Being a friend to ourselves in the context of bullying has been one of the most difficult things to get positive about, to talk about with hope, to feel empowered and to claim our freedom to self-care.

Why is that?

How do we claim our freedom to self-care?

We talked a lot about kids, many of us hopeless to a degree about their vulnerability to bullies.  But what about adults?  What are some examples of empowered adults in the context of being bullied?

Our own Sarah McGaugh of birdinyourhand blog-site asked yesterday,

What should we do to keep from getting angry when we are forced to interact/negotiate with a bully? Say, in the line of work, when we have to sit in a meeting with them or something. Some people come into those situations with only fight in them. Usually in my previous position I was fairly good at diffusing them…but I would still feel the anger over it. How do we not let a bully get into our inner world, and still deal with them?

How can we respond?

I would love to hear from you.

17 thoughts on “What Do You Say About Bullying?

      • Actually, I guess that’s not really true. I’d like to retreat. Conflict terrifies me so when I’m bullied or confronted or threatened I find myself figuatively covering my face and shrinking. Even now, as a 70 year old grandmother, being emotionally attacked is one of my worst fears and the thing I am least able to handle. Strangely (or maybe not), watching or hearing someone else being verbally or emotionally abused is almost as difficult as going through it myself. No, I don’t retreat. I just take it – and hate it -and do nothing to help myself. I don’t know how. It’s part of self care that I haven’t learned…yet.

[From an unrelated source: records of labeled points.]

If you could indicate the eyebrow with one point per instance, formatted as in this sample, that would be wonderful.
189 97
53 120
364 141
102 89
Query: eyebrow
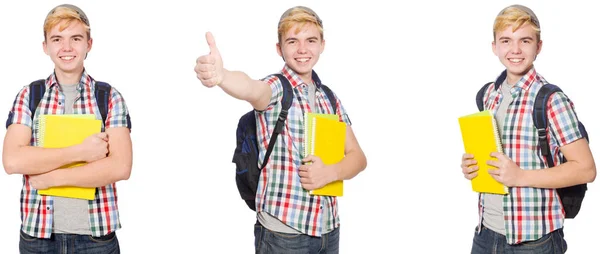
60 36
295 39
508 38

  1. Sarah asks an insightful question to examine because we have no control over the actions or thinking of the bully. His actions are unilateral and arbitrary. It is an INVASION of our person. This invasion occurs and attaches itself. It becomes part of our inner and external world whether we like it or not. One strategy would be to create a public outburst of letting the bully know, in an enraged fashion, that you will not submit to being his prey. Create an audience. Go public. When his actions are exposed to the entire group he will inherit the condemnation of the entire group. When we have allies, we are not alone. When his actions affect one, he has attacked all (kinda like NATO) and will be confronted by all and under those circumstances. I suggest the bully will retreat and ply his sickness in another place, upon other people. One may also ally oneself with a different bully and encourage him to bully your bully. Just don’t be a participant. It would be advantageous to have a Sicilian bully on your side as they are artful in the “protection” game. I am half Sicilian and half Roman but am not a bully, however. There is strength in numbers. Another source of insight would be to acquire literature along the subject of “how to survive in prison” written by inmates. I think learning those A,B, C’s are a source of empowerment.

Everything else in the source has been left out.